Winning back-to-back conference games and sweeping Northwestern is an illusion, and Illinois fails to win again this season. The Selection Committee doesn’t waste a second considering the Illini and Josh Whitman quickly fires Groce after the Big Ten Tourney. Big name recruits, namely Jeremiah Tillmon and Trent Frazier, demand release from their letter of intent and head to greener pastures. The defection of recruits makes the Illinois job seem more toxic, scaring off top coaches. Whitman is forced to settle on, you guessed it, a MAC coach, signing Keith Dambrot from Akron. Dambrot inherits a roster devoid of interior players and Illinois continues to struggle, missing the Tourney again in 2018.

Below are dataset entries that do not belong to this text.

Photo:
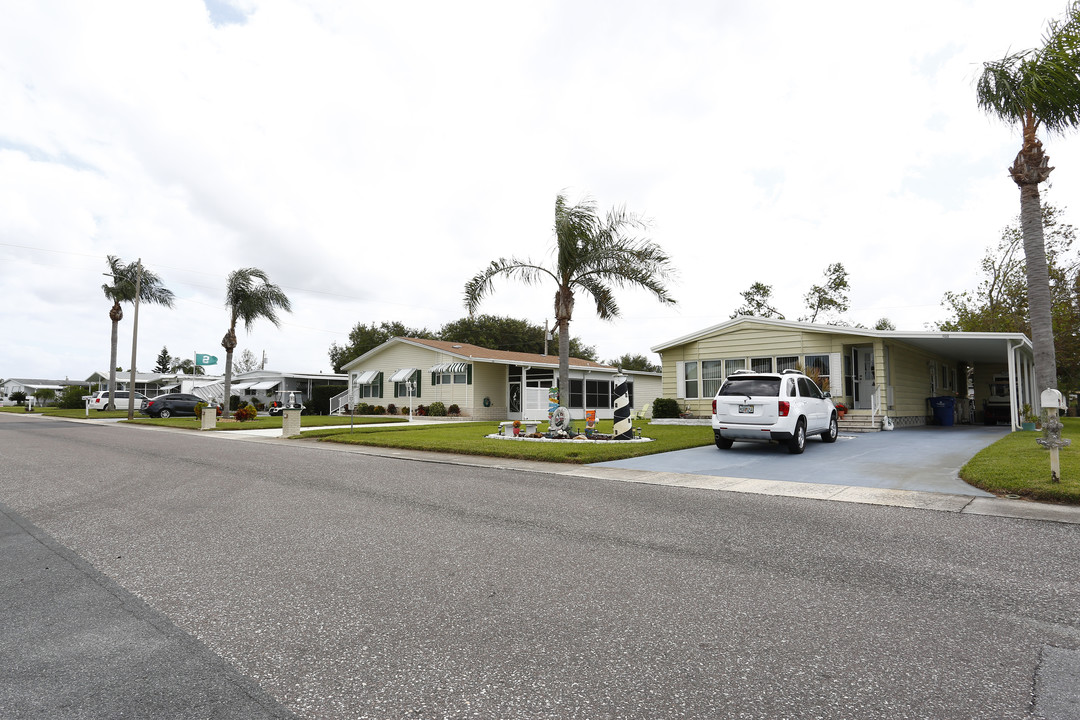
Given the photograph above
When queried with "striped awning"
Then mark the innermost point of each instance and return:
(402, 375)
(366, 377)
(449, 367)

The Fluorescent-Lit Timeline

The Illini win their final road games, at Nebraska and Rutgers, but lose the home finale to Michigan State and fail to advance past Wednesday in the Big Ten Tourney. Finishing the year with a 17-15 record, the Illini do not go dancing and Whitman fires Groce. However, Whitman has prepared for this eventuality and convinces the recruits to wait for a coaching announcement. After Cal is eliminated from the Tourney, Cuonzo Martin is announced as the new head coach of the Illini. Martin keeps Groce’s recruits and also adds fellow East St. Louis product Smith, then turns the Illini into a 20-win team in 2018 and gets them back to national prominence.

Of all the timelines Illinois could be embarking on – and my examples are just a small offering of those possible – I’d say the Fluorescent-Lit Timeline is the most likely. The Illini are probably not good enough to dance this year, but they are a top-15 program historically and can be turned around by the right guiding hand. No matter what happens, though, at least fans always have this sweep of Northwestern.